The workers said they alerted the Brotherhood of Locomotive Engineers and Trainmen in fall 2009 that they were being paid at the old rate, which had been increased in a contract dated that Sept. 15.

Employees said their union representatives urged them not to file local claims or grievances against CSX, saying they’d approach the rail giant and settle the matter.

In January 2010, CSX told the plaintiffs they were not being paid the contracted rate because of “coding” and “profile” errors in the company’s computerized payroll system.

By Nov. 5, the 11 believe they were owed about $335,000.

On Nov. 5, according to the lawsuit filed this week in U.S. District Court in Johnstown, a union official “inexplicably executed an agreement with CSX” settling the matter for $134,000.

The deal reportedly cited unspecified “unique circumstances” in forfeiting the remaining $200,000.

A union official wrote an email on Nov. 9 saying, “This is the best we could do.”

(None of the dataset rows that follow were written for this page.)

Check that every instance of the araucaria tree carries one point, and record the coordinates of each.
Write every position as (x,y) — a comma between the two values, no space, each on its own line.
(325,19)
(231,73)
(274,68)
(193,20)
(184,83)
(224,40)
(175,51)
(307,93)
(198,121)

Representatives for Florida-based CSX and for BLET, a division of the Teamsters, did not return calls Friday afternoon seeking comment on this case.

The workers said the union’s pay concession “is so far outside the range of reasonableness as to be irrational.”

Moreover, the locomotive engineers say, members were not treated equally in how the $134,000 was doled out.

Plaintiffs from the region, including what they say they’re still owed, include Joe J. Abramowich Jr., Stoystown, $11,000; James F. Cheek, Donegal area, $24,000; George Friedline, Somerset, $13,000; and Harold

R. Leonard, Normalville, $20,000.

Two others are from Scottdale and the remaining five are from Connellsville.

The workers are suing under the federal Railway Labor Act and the matter has been sent to Alternative Dispute Resolution.

If the case can’t be settled on this more informal basis, it could head to trial.

CSX spokesman Bob Sullivan said the company would have no comment on the ongoing litigation.